前受け分はもらった時点では「負債」として処理して、
実際に賃貸サービスを提供した月に収益化することになりま。

記事の要約(MECE・専門家視点)

- 何が論点か

  - 家賃収入は「入金日」ではなく「貸している期間」に対応して収益計上するのが原則。

  - 翌月分家賃の前受けは負債(前受収益)、滞納は資産(未収収益)として処理する。

- 実務の基本処理

  - 前受家賃の例:3/204月分入金「現金預金/前受収益」。4月に提供が進む都度「前受収益/賃貸収益」へ振替。
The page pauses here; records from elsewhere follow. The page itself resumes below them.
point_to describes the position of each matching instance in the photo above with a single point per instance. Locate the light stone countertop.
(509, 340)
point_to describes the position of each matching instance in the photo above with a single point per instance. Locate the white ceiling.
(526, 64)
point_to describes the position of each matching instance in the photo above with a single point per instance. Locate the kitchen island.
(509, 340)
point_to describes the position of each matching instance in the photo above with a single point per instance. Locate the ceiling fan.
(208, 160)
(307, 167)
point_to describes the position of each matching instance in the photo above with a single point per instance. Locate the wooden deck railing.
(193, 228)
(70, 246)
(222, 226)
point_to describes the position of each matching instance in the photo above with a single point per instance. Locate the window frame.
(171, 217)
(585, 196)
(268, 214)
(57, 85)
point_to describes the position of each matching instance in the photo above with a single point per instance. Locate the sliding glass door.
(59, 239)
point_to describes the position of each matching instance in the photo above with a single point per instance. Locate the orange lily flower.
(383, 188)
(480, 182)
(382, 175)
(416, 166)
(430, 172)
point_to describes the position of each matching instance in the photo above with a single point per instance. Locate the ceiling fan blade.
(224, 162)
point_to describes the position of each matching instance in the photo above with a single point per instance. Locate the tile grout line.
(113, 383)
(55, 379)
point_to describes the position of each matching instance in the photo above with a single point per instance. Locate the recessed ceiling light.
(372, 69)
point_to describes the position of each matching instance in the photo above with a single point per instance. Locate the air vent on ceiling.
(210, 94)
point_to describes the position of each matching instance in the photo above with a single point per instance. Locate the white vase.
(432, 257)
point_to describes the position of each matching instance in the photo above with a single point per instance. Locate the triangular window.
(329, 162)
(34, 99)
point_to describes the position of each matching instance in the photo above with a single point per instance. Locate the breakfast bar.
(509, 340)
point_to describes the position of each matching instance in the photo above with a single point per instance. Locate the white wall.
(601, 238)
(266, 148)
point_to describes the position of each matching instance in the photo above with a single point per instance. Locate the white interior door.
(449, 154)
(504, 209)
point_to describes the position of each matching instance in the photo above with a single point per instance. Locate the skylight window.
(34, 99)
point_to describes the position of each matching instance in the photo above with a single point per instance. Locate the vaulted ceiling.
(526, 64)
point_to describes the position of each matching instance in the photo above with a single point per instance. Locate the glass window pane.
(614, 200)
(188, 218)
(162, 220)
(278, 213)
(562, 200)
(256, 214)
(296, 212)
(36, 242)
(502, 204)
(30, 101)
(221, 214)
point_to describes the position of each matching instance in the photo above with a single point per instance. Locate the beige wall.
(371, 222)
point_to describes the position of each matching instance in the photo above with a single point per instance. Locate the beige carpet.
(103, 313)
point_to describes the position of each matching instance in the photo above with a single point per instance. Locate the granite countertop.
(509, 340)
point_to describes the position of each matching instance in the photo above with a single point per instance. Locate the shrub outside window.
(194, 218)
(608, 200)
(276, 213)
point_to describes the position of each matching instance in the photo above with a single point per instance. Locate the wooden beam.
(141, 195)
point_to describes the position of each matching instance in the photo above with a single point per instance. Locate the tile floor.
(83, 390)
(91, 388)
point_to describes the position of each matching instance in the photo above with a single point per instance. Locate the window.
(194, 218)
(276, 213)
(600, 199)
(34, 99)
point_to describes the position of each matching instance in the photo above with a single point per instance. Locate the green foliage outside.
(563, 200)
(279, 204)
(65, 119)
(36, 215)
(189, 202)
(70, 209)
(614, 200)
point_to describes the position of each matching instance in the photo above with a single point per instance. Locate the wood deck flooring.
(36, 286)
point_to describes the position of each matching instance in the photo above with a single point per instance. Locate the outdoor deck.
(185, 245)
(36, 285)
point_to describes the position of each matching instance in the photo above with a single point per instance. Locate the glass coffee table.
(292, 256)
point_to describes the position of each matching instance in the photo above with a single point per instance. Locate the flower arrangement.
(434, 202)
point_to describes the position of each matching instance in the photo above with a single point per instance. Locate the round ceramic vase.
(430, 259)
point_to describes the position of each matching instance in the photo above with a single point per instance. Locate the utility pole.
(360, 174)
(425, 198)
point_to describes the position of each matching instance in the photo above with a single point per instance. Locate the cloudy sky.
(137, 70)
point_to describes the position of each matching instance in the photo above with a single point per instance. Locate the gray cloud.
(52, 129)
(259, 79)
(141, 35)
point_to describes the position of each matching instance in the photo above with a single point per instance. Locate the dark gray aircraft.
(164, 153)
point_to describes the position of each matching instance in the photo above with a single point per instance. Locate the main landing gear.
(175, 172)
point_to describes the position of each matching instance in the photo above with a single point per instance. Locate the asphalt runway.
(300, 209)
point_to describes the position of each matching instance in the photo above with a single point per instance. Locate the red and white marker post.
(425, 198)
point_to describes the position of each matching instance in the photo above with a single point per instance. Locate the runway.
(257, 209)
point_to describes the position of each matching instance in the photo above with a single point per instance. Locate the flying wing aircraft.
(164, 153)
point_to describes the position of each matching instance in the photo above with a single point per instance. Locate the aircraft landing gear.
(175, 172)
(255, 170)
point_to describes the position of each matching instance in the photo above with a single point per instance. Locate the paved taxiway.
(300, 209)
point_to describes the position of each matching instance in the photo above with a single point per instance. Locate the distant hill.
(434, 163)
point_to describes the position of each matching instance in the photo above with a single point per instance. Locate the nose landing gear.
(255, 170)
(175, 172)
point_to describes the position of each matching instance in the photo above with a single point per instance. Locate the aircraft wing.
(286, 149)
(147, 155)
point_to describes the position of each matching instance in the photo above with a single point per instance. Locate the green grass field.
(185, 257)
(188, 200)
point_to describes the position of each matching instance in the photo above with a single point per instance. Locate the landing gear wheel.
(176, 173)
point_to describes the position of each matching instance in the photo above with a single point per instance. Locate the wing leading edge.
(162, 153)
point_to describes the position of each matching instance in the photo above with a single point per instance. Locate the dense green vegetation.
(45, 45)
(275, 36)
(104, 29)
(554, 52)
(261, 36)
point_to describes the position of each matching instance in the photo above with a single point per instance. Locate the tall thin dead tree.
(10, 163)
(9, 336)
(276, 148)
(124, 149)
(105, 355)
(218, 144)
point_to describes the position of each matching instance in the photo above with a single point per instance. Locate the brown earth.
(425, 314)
  - 滞納の例:期日到来・提供済「未収収益/賃貸収益」。入金時に「現金預金/未収収益」。

- 例外・留意点

  - 係争・金額不確定は収益認識を留保する場合あり(個別判断)。

  - 住宅家賃は消費税非課税、事業用は課税のため未収でも申告影響に注意。

- 専門家の結論

  - 「前受は負債、未収は資産、収益はサービスの時間配分」で一本化。月次で自動振替の仕組みを整えれば、決算・税務は安定化し、誤計上リスクを低減できる。


例え話

   家賃収益は定期券に似ています。
代金は先に受け取っても、
実際の乗車日ごとに価値が消費されます。
会計も同じく、
利用期間に応じて収益化します。

この動画から得られること(学習・実践)

- 家賃の収益認識を期間ベースで統一する判断軸

- 前受収益・未収収益の仕訳と月次振替の具体手順

- 滞納時の会計処理とリスク管理(回収・貸倒引当)

- 税務の重要ポイント(消費税区分、権利確定主義、現金主義特例の可否)

- 決算を安定化させる台帳運用・自動化設定の実務

視聴後アクションのやさしい解説(初学者向け)

- 今すぐやること

  - 台帳を作る:前受・未収を月別に一覧化し、残高と振替日を記録。

  - 仕訳を決める:入金、月末振替、滞納、回収の4パターンを定型化。

  - 自動化する:会計ソフトに仕訳ルールを登録し、月末に自動振替。

  - 税区分を確認:住宅は非課税、事業用は課税。未収でも申告影響を点検。

- 何が得られるか

  - 計上漏れ・前倒しのミスが減り、決算・申告がスムーズになる。

  - 滞納発生時の対応が標準化され、回収とリスク管理が迅速になる。

専門家としての付加価値(実務チェックリスト/実装指針)

- 標準仕訳

  - 前受:入金時「現金預金/前受収益」提供期間で「前受収益/賃貸収益」

  - 滞納:期末「未収収益/賃貸収益」回収時「現金預金/未収収益」

  - 貸倒:回収不能時「貸倒損失/未収収益」+引当運用「貸倒引当金繰入/貸倒引当金」

- 運用設計

  - 月次スケジュール:25日入金確認月末未収集計翌月1日自動振替翌月5日回収確認。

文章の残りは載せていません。